Types of Knowledge and Our Role in All This
Saying that there are two types of knowledge may seem like an oversimplification, but there is beauty in simplicity. Besides, we can have myriad different taxonomies to satisfy even the most OCD individual, so let's view this as just one of them, one that can help us understand things better and make better sense of the world.
Knowledge that unites
This is the type of knowledge that is refined and connected to other mental landscapes (mindscapes), be it areas of similar structure or even completely different things. The knowledge that matter and energy are interchangeable on the atomic level, for example, is a piece of knowledge of this type. Although it is of the Physics discipline, it has applications in other areas, while it is something that a person who is not even interested in Physics can grasp and ponder upon.
The knowledge that unites is universal knowledge and can even help us organize other knowledge we have. It is a framework of sorts that provides the mental scaffolding of other knowledge and helps us make better sense of the world. The philosophy of science, for example, is like that. Even if you don't agree with everything in it, you can still derive value from it and use it to come up with your own ideas and perspectives on the subject. Knowledge of this type tends to be its own reward and is usually a labor of love.
Knowledge that separates
This is the knowledge that is still crude and disconnected to other mindscapes. Specialized knowledge tends to be like this, just like the knowledge that has just sprung from research. This type of knowledge tends to be expressed in cumbersome forms, be it long treatises, equations with multiple factors that are next to impossible to make sense of unless you study them for a while, and even models that are too complex to be useful unless a series of assumptions are met. Also, the knowledge that has to do with a certain kind of Art tends to be of this type, since it's usually the "experts" that can understand it, while everyone else is too unqualified to appreciate it, along with the artworks this knowledge applies to.

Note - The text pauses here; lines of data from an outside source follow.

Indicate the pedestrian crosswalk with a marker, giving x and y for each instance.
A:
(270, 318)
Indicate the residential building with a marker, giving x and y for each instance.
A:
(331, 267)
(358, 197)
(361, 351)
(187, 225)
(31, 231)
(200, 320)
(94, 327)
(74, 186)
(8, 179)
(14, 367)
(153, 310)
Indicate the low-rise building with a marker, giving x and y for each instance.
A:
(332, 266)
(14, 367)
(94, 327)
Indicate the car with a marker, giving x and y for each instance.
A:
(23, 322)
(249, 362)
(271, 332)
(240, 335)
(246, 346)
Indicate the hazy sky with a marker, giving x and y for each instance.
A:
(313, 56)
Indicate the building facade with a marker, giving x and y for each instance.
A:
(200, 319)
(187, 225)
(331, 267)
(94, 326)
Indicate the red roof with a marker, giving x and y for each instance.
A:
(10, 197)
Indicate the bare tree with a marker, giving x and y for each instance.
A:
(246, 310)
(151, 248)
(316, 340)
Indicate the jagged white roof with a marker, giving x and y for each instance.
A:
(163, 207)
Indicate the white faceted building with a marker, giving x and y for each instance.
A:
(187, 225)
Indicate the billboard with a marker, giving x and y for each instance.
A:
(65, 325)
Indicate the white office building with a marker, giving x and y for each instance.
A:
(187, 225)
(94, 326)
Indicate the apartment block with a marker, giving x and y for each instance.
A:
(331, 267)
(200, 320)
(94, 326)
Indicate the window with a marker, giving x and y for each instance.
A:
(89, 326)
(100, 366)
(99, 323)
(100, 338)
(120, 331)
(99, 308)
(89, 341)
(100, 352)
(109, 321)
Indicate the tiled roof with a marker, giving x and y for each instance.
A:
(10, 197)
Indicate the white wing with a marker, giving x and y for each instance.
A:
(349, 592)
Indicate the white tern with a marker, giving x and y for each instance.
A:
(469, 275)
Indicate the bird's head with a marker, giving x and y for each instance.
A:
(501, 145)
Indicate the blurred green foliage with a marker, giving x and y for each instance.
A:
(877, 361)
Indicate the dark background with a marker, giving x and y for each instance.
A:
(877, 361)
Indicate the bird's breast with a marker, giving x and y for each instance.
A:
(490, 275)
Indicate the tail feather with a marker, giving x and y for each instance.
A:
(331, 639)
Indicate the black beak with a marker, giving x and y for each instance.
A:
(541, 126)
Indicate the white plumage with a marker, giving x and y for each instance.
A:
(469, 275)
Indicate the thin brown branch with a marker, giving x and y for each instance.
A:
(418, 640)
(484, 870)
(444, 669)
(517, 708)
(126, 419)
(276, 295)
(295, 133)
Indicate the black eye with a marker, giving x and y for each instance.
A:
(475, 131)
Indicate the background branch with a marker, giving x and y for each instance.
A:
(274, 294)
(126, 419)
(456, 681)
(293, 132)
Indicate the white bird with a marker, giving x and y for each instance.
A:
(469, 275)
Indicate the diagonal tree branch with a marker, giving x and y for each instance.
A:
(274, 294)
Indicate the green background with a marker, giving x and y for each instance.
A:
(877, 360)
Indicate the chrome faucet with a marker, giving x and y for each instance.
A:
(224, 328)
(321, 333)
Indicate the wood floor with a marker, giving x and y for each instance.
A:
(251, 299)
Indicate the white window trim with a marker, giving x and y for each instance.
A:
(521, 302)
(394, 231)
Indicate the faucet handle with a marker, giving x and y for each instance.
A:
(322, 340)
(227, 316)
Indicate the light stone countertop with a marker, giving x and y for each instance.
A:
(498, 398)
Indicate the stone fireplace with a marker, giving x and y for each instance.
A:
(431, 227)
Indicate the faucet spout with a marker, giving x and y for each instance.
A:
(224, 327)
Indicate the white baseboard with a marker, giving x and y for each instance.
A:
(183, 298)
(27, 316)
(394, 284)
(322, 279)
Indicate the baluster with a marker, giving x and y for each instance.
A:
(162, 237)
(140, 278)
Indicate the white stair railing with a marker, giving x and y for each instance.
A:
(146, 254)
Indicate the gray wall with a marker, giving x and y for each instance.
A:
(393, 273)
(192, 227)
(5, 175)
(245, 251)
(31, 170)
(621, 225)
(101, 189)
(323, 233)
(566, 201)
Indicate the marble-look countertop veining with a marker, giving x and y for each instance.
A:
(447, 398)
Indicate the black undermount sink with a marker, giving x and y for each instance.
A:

The knowledge that separates is in abundance and it's fairly cheap. Everyone with the basic toolkit and some training can come up with this sort of knowledge, given enough time. Perhaps that's why the discovery of this knowledge is often accompanied by certain accolades and awards since otherwise no one would be motivated to pursue it. Naturally, not all of this knowledge stands the test of time, just like there are plenty of works of art that may be popular for a few years before they disappear into oblivion.
The Evolution of Knowledge
Just like everything else in this world, knowledge evolves too. Perhaps not in the same way that a living organism evolves, but certain principles identified by the evolution SMEs hold true here too. Things like natural selection and mutation as mechanisms that bring about new forms are also applicable when it comes to knowledge.
The evolution of knowledge is the fundamental precept of any knowledge-seeker. Few people are capable of generating original knowledge, while the vast majority of us tend to refine existing knowledge and collectively opt to explore the knowledge space our training enables us to. There is always room for originality, of course, but this usually manifests itself in the combinations of existing knowledge (mutations) that enable the aforementioned new forms that enable the evolution of knowledge.
Scientific knowledge is a certain set of knowledge that is related to the field of Science and is grounded by a certain framework known as the scientific method. The latter was developed by one of the archetypical scientists, Roger Bacon, whose empirical approach to knowledge was the prima materia that once refined and distilled brought about the formula of hypothesis formulation and rigorous testing that constitutes the scientific method. Roger Bacon is not to be confused with Francis Bacon (one equally brilliant individual who was more versed in politics and literature than anything else).
Scientific knowledge also evolves and has its own set of parameters that are better off being discussed in another article. Suffice to say that it involves the formulation of theories, which are in essence knowledge that lends itself to an application but always has some caveats that are often addressed by various scientists, enabling the knowledge to evolve. A scientific theory, particularly in the earliest stages of it, tends to be the knowledge that separates. However, once it evolves enough to embrace other fields and coagulates into a more concrete form (TRL 7 and above), it can be more uniting. That's not to say that its evolutionary journey is complete, but it has reached a level where it is more universal on some level.
Our role in all this
We don’t have to be scientists to relate to all this. The moment you refer to science for something, you are making use of some preexisting knowledge in one way or another. One can be a consumer of science, just like someone can be a user of a particular website, without contributing to it. That’s perfectly fine. It’s when people rely on this too much and take it as gospel that issues arise. An SME may be more knowledgeable on a certain domain, but (s)he’s not infallible. However, a follower of that same SME may consider this person a prophet of sorts, since the abstraction involved in the consumption of the SME’s knowledge makes it difficult to discern where the limits of this knowledge lie.
So, it’s best to try to exercise common sense when it comes to knowledge. Things may not be as clear-cut as they seem on the website or book we access this knowledge from. Just like scientists ask themselves a series of questions to verify the validity of their knowledge and pinpoint its scope, we should be doing the same to the extent we can, exercising detachment, humility, and discernment. Cheers!